Stealth advertising becoming an issue in the writing of TV shows

by Mike Adams, the Health Ranger, NaturalNews Editor

The Writer's Guild of America, as well as the Screen Actors Guild, have voiced concern about the recent demands of TV writers, who, searching for a boost in pay, have asked for more money to plug products into their shows.



TV networks are turning to product placements to fight back against ad-skipping technologies like TiVo, but now some writers are putting up a fight, demanding more pay in exchange for scripting product plugs into their shows. The issue sparked open protest last month, with both the Writer's Guild of America and the Screen Actors Guild calling for a "code of conduct" to govern the use of stealth advertising.
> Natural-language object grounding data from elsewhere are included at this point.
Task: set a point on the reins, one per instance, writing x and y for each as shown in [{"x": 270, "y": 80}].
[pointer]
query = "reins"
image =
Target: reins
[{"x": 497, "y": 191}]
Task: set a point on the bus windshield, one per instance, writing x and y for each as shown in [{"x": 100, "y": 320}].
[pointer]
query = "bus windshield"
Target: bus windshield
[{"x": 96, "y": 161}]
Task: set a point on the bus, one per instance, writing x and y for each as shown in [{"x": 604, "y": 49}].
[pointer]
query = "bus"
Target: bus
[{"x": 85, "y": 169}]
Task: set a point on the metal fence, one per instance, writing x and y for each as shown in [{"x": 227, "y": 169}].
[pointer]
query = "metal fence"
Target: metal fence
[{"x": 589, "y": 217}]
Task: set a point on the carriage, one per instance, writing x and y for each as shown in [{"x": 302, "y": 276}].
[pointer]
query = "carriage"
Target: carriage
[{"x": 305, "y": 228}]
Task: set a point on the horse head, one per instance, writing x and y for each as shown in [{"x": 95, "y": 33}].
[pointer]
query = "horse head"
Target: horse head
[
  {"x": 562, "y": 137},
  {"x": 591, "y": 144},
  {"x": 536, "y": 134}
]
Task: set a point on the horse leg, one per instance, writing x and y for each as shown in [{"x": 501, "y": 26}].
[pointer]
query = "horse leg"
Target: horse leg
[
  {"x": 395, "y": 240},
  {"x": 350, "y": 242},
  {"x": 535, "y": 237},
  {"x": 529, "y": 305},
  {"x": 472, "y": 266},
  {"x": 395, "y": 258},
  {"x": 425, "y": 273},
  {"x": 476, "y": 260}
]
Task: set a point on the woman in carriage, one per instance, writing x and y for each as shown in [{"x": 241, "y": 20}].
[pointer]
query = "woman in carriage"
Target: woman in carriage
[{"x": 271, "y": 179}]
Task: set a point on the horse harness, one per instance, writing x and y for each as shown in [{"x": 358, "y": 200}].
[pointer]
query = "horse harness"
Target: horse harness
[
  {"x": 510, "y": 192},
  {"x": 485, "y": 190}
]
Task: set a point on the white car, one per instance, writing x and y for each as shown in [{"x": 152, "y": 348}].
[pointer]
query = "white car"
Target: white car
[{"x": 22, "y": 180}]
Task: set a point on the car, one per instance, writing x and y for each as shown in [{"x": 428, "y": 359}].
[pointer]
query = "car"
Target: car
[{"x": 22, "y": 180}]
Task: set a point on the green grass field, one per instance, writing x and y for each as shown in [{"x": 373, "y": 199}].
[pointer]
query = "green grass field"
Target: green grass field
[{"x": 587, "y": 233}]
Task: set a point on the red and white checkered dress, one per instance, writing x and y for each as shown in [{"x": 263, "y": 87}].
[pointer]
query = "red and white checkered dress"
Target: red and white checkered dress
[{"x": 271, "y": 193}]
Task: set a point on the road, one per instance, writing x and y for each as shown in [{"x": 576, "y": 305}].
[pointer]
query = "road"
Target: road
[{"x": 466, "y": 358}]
The complaints may seem like crocodile tears coming from TV writers. In a recent episode of the NBC series Medium, writers had to work the movie Memoirs of a Geisha into the dialogue three times because of a deal the network made with Sony earlier in the season. They even had the characters go on a date to an early screening of the movie and bump into friends who had just viewed Geisha to tell them how good it was. Another product placement intruded a touching scene on ABC's soap opera, All My Children, when writers were forced to incorporate a line about a new Wal-Mart perfume into the dialogue as a character, Greenlee, sat at the bedside of her husband who was suffering from a fatal gunshot wound. Some writers are so angered by the process of appeasing advertisers they have begun to strike back with a website called Productinvasion.com that pokes fun at embedded products. "We wanted to bring our message to the same demographic that the broadcasters are aiming at with their advertisements," said Heather Szerlag, a researcher for the WGA, who said there is much more planned for the site. The WGA protest, aimed at Hollywood producers, could cause an even bigger inconvenience than interrupted meetings. The FCC, which requires all broadcasters to disclose their sponsors, could be brought in to do a federal investigation on TV product placements.